Backward pass for s2
Grad_input needed to be overwritten: (tensor([0.0753]),)
New grad input: (tensor([0.0753]),)
Backward pass for s1
Grad_input needed to be overwritten: (tensor([0.0034, 0.0296]),)
New grad input: (tensor([0.0034, 0.0296]),)

I do not understand this behavior. In this instance, the return-objects are identical to the computed grad_input, but errors are still raised?

I am not sure why this happens…
Maybe due to the partial that you use to give the name?

Also note that we currently discourage the use of the backward_hook() on the nn.Module (or at least be aware that they can return incorrect results) see the doc for more details.

It might be due to partial, however it seems like the name is passed without trouble (It outputs the right name, when prompted and appears to load the right activations).

I am aware of the discouragement, however for non-linear modules such as nn.Sigmoid, nn.Tanh and nn.ReLU, I hypothesized that due to a very simple input-output relationship (with only one node in the computation graph), the ambiguity of grad_input and grad_output disappeared, unlike for nn.Linear modules, where the gradients could be with respect to both weights, biases or earlier layers. It seems like I might have been mistaken, though.

If backward hooks are broken, are there any other options for changing the calculated gradients of the non-linearities?

Hi,

You can use the Tensor hooks directly that will work fine.
In particular, if you add a hook to the input of the sigmoid, you will be able to change the gradient that flow back from there.

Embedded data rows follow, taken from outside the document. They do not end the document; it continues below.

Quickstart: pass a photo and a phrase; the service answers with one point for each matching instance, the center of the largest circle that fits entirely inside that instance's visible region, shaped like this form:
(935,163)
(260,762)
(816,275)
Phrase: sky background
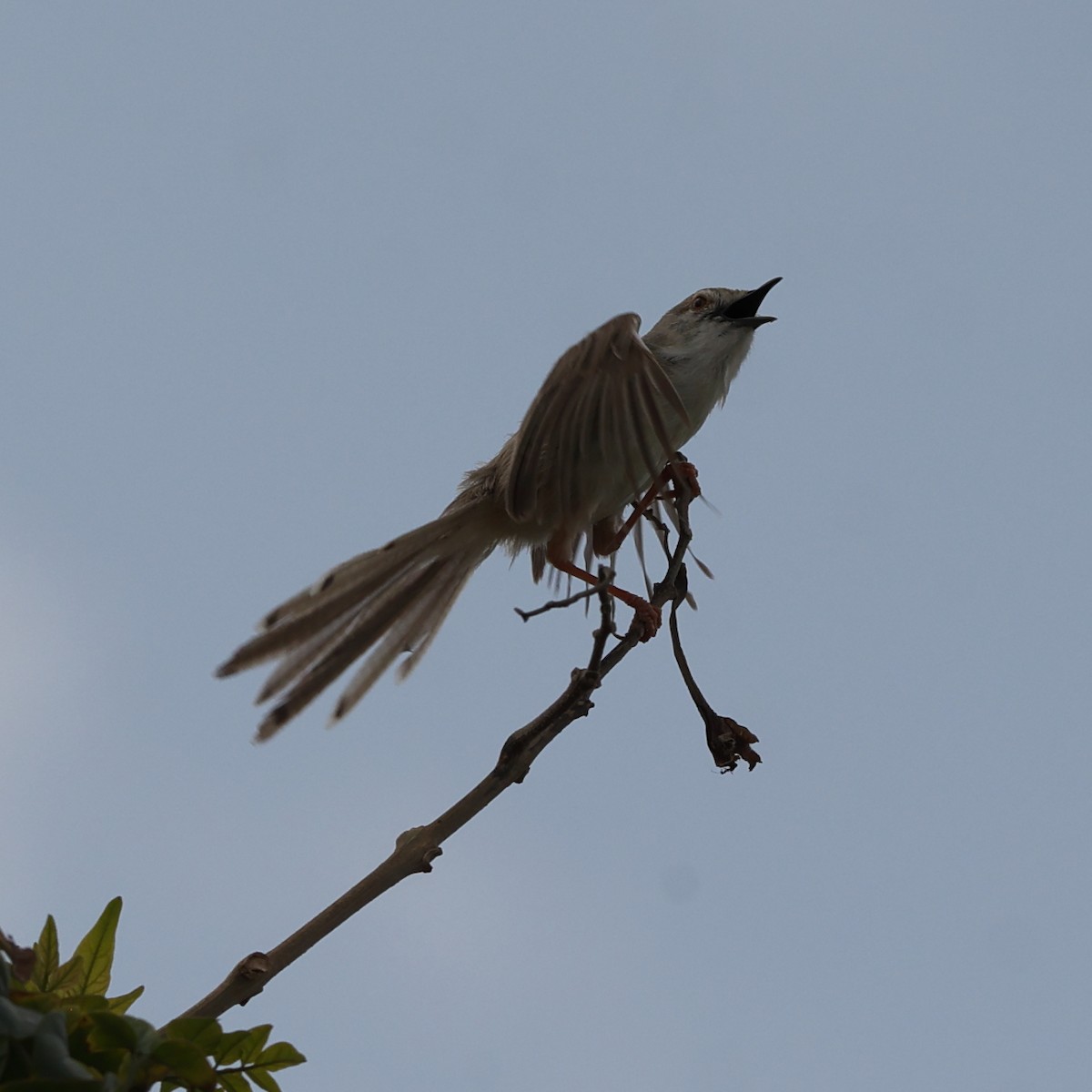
(276,274)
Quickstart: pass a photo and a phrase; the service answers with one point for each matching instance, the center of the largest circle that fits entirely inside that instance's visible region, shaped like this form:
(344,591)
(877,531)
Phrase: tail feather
(413,633)
(380,604)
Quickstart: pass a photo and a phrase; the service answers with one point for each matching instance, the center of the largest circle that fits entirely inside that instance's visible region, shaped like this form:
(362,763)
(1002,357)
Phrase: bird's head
(713,322)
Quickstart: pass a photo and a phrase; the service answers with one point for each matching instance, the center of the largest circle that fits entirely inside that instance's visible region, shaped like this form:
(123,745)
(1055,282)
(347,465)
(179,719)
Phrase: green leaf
(279,1057)
(203,1032)
(69,977)
(265,1080)
(248,1047)
(47,956)
(113,1031)
(186,1062)
(225,1052)
(233,1081)
(96,949)
(124,1002)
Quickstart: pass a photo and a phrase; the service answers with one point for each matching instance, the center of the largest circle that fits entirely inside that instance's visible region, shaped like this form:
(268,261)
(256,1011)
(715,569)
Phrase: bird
(602,432)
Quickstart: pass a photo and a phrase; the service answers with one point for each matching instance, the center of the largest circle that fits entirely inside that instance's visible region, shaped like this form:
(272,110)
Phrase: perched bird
(606,421)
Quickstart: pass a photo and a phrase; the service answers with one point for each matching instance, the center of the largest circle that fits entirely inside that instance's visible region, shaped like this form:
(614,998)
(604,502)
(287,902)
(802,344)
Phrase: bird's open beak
(743,311)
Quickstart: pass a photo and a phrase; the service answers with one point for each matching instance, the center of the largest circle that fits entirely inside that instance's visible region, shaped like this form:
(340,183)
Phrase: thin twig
(605,577)
(416,849)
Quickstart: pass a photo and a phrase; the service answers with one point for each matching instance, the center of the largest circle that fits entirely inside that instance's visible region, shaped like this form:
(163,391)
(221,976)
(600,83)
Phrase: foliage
(59,1032)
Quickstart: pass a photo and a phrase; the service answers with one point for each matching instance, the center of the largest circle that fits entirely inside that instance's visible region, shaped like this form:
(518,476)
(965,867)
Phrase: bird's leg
(645,616)
(683,475)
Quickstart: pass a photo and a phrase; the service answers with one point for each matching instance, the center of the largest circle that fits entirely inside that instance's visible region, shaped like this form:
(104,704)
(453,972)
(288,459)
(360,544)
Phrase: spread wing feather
(603,405)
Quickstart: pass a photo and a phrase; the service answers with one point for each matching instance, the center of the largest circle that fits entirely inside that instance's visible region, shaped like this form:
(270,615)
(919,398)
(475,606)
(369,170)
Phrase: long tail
(389,601)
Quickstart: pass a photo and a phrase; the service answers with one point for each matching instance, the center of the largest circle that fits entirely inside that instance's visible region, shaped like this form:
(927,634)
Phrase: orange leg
(645,616)
(682,472)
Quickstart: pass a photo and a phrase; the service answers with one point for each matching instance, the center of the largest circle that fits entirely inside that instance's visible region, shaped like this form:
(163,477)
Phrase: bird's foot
(685,475)
(647,618)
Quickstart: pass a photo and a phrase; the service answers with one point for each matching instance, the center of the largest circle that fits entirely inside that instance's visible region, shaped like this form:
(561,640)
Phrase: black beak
(743,311)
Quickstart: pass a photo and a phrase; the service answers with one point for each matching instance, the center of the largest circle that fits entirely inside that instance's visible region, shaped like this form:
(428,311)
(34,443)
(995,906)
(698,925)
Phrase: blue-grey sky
(276,274)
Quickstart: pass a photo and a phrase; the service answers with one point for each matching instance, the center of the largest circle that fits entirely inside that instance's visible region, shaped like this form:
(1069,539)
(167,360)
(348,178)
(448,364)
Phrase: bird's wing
(606,404)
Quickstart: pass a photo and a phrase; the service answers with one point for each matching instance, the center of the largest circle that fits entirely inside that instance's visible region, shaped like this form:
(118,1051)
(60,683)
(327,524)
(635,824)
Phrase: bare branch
(418,847)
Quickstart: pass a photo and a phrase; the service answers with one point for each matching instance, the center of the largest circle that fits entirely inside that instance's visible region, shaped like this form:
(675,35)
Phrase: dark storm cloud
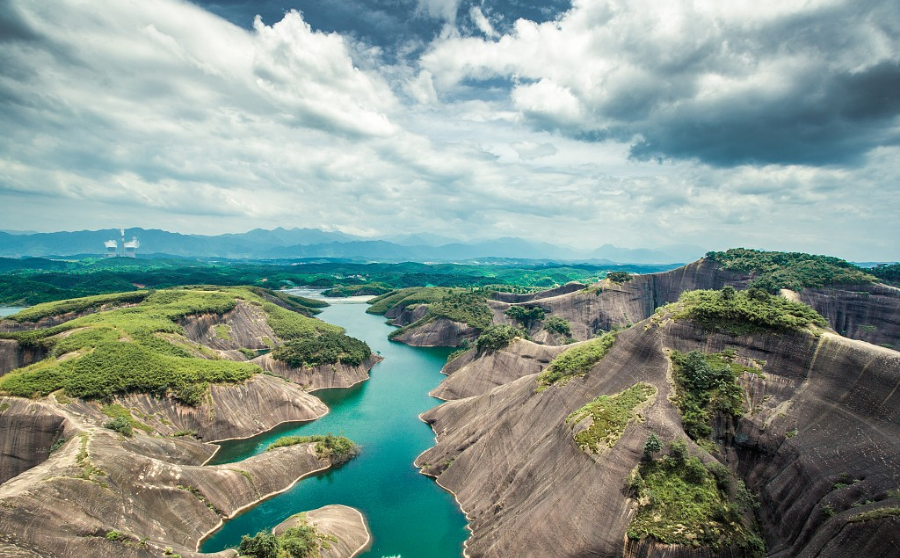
(831,119)
(774,84)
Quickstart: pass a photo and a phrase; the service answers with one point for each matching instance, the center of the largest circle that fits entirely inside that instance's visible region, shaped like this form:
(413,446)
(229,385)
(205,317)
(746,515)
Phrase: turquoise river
(409,514)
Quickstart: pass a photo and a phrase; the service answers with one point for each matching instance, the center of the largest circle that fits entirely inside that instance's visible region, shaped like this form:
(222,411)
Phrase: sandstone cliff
(473,373)
(100,495)
(825,408)
(325,376)
(440,332)
(870,312)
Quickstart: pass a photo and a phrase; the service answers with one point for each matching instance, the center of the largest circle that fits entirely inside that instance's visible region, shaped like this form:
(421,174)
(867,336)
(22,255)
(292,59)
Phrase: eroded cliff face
(27,432)
(439,333)
(473,373)
(347,526)
(13,355)
(230,410)
(824,408)
(98,483)
(325,376)
(867,312)
(607,305)
(243,327)
(870,312)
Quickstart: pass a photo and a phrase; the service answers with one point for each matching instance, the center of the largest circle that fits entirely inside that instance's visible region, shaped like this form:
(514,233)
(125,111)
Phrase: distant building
(112,248)
(129,248)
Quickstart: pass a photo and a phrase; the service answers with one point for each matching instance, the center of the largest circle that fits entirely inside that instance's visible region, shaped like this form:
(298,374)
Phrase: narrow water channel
(408,513)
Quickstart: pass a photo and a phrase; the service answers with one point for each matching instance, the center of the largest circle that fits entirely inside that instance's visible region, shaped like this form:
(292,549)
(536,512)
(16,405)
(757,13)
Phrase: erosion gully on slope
(409,514)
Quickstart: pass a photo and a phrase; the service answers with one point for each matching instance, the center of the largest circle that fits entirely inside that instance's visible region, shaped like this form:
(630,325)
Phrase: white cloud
(718,70)
(529,150)
(155,113)
(440,9)
(482,22)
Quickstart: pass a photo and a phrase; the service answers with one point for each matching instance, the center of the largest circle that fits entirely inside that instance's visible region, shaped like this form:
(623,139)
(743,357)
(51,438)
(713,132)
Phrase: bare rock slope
(473,373)
(817,443)
(101,495)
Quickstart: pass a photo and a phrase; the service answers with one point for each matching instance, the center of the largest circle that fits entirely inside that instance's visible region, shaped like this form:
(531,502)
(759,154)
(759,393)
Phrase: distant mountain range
(287,244)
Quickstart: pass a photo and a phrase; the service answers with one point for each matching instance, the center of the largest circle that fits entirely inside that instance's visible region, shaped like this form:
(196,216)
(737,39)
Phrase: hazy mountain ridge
(283,243)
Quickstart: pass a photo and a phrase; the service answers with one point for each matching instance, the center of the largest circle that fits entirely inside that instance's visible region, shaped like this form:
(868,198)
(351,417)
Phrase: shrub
(746,311)
(705,384)
(682,502)
(556,324)
(609,416)
(120,425)
(325,348)
(337,448)
(498,336)
(790,270)
(261,545)
(618,276)
(576,361)
(526,315)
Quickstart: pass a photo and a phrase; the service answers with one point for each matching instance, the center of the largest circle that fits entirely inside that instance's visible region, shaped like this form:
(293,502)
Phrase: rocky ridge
(71,487)
(814,441)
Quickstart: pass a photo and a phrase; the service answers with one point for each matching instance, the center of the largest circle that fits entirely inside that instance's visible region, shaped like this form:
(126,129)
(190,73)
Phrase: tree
(526,315)
(262,545)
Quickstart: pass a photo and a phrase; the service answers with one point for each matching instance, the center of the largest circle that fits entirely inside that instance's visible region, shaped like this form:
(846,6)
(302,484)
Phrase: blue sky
(761,123)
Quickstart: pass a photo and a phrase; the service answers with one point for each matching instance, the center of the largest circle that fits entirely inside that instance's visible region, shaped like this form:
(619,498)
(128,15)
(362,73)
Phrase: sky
(766,123)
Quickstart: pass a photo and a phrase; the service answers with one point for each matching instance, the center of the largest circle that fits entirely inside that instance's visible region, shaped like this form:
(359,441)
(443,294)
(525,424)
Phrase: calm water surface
(409,514)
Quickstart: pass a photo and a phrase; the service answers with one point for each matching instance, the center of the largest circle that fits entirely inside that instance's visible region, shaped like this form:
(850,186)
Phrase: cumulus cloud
(529,150)
(159,114)
(726,83)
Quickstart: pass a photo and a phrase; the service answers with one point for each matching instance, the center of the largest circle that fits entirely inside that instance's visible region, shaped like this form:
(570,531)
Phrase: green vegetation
(682,501)
(126,349)
(707,384)
(337,448)
(303,305)
(609,415)
(85,304)
(452,304)
(618,276)
(744,312)
(880,513)
(120,425)
(889,273)
(462,306)
(119,413)
(556,324)
(326,348)
(34,280)
(456,354)
(790,270)
(526,315)
(496,337)
(223,331)
(576,361)
(406,297)
(300,541)
(290,325)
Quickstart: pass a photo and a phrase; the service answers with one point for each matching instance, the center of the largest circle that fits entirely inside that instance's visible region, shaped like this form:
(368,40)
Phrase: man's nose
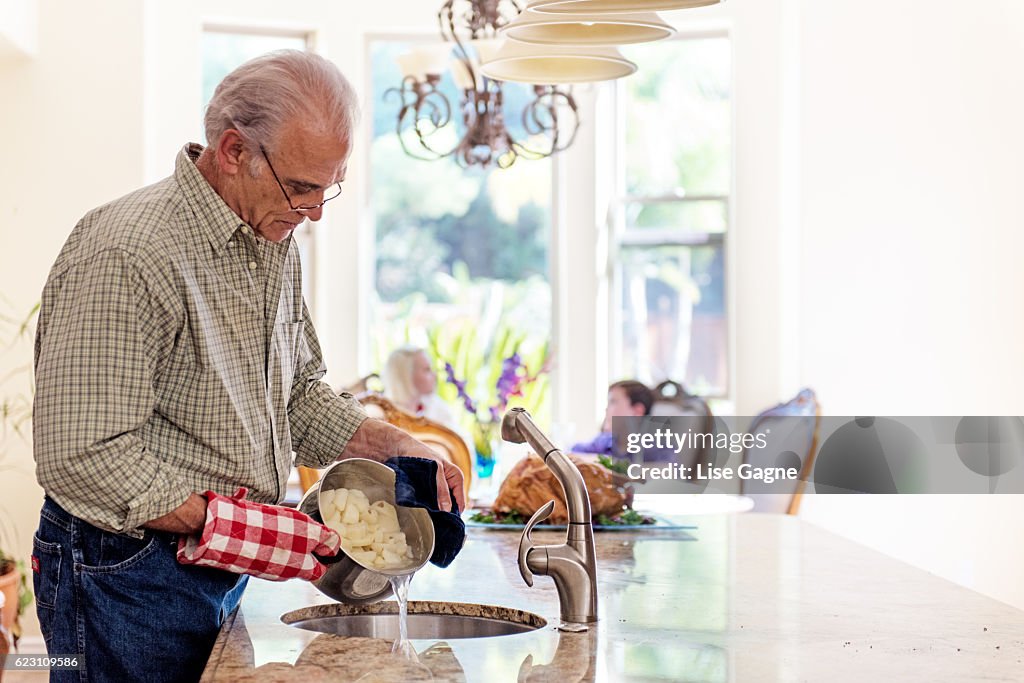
(313,214)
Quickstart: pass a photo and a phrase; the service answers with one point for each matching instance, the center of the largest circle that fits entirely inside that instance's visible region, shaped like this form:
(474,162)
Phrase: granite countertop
(747,597)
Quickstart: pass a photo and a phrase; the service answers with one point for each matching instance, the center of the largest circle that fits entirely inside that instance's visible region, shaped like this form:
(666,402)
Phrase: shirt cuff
(164,495)
(322,426)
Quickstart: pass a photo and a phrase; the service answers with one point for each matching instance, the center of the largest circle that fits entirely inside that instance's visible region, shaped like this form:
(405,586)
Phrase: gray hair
(397,375)
(264,93)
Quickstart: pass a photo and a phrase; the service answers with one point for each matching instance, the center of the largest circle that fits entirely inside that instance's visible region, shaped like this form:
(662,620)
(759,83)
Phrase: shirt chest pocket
(287,344)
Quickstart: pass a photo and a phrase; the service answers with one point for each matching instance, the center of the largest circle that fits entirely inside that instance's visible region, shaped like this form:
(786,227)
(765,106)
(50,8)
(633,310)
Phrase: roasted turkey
(530,484)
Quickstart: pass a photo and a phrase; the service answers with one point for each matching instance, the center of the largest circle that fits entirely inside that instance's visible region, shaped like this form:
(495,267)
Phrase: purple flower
(514,376)
(461,388)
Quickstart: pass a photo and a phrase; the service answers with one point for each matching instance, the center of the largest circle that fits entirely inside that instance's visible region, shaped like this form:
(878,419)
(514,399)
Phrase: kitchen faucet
(573,564)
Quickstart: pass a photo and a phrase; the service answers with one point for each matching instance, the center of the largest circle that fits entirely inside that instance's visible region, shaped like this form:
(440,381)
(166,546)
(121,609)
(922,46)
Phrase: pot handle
(330,559)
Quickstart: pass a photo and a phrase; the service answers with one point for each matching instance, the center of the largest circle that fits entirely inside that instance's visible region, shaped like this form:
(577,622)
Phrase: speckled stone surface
(742,598)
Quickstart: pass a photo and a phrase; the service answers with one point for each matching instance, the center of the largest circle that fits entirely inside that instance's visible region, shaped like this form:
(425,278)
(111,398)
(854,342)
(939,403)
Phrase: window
(671,221)
(224,49)
(462,255)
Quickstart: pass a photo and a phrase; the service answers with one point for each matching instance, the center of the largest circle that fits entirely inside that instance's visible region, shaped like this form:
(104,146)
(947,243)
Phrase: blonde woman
(411,383)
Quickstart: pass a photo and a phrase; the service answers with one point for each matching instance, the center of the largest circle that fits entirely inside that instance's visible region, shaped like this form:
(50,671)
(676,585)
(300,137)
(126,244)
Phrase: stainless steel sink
(427,621)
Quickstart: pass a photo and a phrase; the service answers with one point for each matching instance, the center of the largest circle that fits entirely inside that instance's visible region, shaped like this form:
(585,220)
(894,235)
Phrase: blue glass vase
(484,464)
(485,440)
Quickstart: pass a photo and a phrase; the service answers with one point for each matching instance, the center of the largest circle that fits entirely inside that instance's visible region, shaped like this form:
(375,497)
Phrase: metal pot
(347,580)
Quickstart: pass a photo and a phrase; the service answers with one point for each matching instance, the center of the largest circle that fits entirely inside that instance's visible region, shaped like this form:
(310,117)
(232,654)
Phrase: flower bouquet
(487,383)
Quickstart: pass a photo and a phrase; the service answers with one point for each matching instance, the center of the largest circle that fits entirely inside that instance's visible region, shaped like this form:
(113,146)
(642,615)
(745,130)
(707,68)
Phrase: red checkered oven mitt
(265,541)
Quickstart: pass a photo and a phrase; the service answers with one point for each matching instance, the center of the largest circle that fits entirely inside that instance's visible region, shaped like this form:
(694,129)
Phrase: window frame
(621,238)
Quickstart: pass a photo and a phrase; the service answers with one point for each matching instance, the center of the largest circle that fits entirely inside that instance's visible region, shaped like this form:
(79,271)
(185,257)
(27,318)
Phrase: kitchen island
(743,598)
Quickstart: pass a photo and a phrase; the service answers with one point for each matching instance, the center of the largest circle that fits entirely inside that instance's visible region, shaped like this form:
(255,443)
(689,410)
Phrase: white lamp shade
(485,47)
(433,57)
(583,29)
(551,65)
(615,6)
(460,73)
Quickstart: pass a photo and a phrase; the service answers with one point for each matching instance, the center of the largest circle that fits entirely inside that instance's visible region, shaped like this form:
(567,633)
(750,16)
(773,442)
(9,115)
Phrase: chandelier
(470,31)
(546,44)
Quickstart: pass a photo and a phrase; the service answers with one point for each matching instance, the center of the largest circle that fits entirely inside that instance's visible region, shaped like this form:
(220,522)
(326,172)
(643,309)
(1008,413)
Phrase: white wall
(911,292)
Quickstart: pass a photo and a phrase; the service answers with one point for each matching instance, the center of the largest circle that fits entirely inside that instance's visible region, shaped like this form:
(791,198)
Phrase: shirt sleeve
(97,348)
(322,421)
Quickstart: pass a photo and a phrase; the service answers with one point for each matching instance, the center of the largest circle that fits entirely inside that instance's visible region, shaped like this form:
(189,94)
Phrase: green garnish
(617,466)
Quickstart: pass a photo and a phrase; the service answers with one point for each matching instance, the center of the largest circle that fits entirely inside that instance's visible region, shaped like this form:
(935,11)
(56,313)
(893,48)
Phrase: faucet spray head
(510,426)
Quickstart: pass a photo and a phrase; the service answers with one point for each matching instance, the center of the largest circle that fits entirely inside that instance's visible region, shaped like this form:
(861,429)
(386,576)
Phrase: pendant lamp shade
(615,6)
(583,29)
(551,65)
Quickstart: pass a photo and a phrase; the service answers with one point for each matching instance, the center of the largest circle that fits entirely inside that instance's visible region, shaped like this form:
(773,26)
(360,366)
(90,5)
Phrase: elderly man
(176,367)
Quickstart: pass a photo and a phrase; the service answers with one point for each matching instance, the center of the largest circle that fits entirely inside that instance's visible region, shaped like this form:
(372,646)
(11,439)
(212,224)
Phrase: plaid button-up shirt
(175,354)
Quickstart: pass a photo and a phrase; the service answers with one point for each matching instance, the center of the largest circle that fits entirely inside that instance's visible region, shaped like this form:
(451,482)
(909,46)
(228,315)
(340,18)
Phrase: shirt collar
(218,221)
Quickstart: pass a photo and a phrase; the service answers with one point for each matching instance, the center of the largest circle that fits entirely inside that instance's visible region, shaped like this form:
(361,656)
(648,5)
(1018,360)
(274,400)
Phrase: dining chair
(791,434)
(443,440)
(673,400)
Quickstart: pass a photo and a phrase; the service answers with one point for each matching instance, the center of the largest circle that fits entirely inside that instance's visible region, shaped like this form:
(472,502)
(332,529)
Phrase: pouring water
(400,587)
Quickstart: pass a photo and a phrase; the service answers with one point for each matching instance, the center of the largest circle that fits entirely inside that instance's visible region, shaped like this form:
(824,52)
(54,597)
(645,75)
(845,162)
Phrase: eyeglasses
(331,193)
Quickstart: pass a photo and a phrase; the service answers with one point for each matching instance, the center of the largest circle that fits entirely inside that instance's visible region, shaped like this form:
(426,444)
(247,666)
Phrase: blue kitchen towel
(416,486)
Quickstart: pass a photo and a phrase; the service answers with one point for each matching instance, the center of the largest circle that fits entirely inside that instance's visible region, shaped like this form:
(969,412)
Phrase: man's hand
(186,518)
(379,440)
(265,541)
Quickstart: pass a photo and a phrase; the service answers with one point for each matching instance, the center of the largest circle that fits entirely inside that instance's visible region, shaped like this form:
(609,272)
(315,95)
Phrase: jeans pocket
(45,571)
(113,552)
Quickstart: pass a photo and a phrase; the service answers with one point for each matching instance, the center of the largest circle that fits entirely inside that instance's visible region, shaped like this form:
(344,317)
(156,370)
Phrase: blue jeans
(125,603)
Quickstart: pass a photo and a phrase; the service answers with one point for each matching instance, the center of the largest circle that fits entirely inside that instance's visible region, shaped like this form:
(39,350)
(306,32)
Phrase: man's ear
(229,152)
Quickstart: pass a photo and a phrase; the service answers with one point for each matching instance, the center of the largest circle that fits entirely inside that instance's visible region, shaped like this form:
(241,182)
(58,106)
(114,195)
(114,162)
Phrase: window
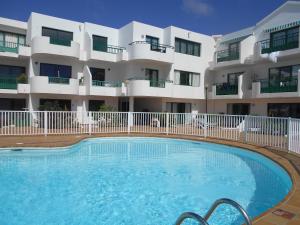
(152,75)
(58,37)
(285,37)
(98,74)
(94,105)
(282,74)
(53,70)
(187,47)
(178,107)
(186,78)
(238,108)
(99,43)
(233,78)
(12,104)
(284,110)
(9,42)
(152,40)
(55,105)
(11,71)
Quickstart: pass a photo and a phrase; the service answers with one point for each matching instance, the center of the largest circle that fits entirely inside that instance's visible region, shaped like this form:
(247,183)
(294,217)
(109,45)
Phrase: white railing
(280,133)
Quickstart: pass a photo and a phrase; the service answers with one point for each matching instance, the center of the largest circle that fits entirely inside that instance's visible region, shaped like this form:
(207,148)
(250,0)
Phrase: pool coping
(286,212)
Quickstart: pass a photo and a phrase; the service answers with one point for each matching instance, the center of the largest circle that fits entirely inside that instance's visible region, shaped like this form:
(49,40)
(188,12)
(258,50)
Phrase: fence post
(167,123)
(90,123)
(128,122)
(246,128)
(205,125)
(289,134)
(45,123)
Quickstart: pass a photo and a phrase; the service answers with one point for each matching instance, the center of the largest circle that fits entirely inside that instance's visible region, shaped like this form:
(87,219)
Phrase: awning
(237,39)
(283,27)
(237,36)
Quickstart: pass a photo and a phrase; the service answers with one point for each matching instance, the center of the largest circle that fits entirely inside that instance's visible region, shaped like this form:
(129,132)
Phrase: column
(131,104)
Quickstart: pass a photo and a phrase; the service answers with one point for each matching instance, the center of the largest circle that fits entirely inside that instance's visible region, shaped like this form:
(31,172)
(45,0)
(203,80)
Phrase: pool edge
(290,203)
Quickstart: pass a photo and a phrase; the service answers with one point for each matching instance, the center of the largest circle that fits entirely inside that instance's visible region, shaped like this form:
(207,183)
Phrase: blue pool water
(134,181)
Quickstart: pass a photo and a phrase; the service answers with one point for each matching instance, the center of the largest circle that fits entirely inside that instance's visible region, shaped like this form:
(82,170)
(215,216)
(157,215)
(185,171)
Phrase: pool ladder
(203,220)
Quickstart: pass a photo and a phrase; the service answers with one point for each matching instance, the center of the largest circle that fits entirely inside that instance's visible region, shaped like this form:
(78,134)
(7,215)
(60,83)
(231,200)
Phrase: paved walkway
(285,213)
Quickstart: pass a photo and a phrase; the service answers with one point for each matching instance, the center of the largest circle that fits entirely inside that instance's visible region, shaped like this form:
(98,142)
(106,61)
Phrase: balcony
(13,86)
(279,47)
(142,50)
(109,53)
(290,85)
(264,88)
(280,44)
(226,89)
(229,91)
(145,87)
(106,88)
(8,83)
(234,56)
(45,45)
(228,55)
(14,49)
(54,85)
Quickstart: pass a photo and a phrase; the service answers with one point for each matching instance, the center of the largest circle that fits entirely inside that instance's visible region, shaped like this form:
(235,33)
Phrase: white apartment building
(81,66)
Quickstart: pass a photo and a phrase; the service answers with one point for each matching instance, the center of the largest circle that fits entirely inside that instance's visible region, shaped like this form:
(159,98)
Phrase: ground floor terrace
(277,107)
(287,212)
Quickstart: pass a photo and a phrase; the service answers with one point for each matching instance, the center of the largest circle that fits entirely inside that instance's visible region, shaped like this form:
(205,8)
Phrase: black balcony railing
(226,89)
(287,85)
(228,55)
(154,47)
(160,83)
(280,44)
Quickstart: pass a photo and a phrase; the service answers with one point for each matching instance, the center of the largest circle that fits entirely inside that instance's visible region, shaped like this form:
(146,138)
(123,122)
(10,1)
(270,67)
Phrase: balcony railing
(154,47)
(57,41)
(58,80)
(154,83)
(9,47)
(107,83)
(228,55)
(8,83)
(226,89)
(280,44)
(289,85)
(109,48)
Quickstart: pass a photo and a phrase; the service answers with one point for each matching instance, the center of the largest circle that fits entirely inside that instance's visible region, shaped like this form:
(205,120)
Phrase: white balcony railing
(141,50)
(280,133)
(54,85)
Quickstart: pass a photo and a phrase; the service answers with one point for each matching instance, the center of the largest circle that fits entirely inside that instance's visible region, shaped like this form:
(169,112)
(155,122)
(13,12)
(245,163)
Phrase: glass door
(153,76)
(234,48)
(154,42)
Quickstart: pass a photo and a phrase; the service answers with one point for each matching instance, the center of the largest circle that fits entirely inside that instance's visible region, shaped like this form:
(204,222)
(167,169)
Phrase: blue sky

I was mentionning the name because the error seems to point to it:

print(‘Backward pass for '+str(name)+'’)

SystemError: <class ‘str’> returned a result with an error set

Thank you for your help, Alban.

I encounter errors even without the print statements, so I don’t think the name is inflicting the error:

def backward_use_act(name, module, grad_input, grad_output):
    grad_tuple = (grad_input[0],)
    return(grad_tuple)

Traceback (most recent call last):

File “”, line 42, in
out.backward()

File “/Users/Eigil/opt/anaconda3/lib/python3.7/site-packages/torch/tensor.py”, line 195, >in backward
torch.autograd.backward(self, gradient, retain_graph, create_graph)

File “/Users/Eigil/opt/anaconda3/lib/python3.7/site->packages/torch/autograd/init.py”, line 99, in backward
allow_unreachable=True) # allow_unreachable flag

SystemError: PyEval_EvalFrameEx returned a result with an error set

For using the tensor hook (register_hook), how would I access the tensor, that gets inputted to the Sigmoid? This tensor gets created by the weights, biases and activations in a nn.Linear module, how do I access the resulting Tensor in my example?

The current workaround would be to use a register_forward_hook() on the nn.Module as you were doing. And in this forward hook, add a Tensor register_hook() on the inputs (or outputs) that are of interest.

This looks very surprising. Can you try to get the smallest possible example that reproduces this so that we can open a bug report on github?

Did anyone found the solution? I got the same error while using .backward() to get the gradient

Which error? Can you share the full error stack/message and if possible a code sample to reproduce it?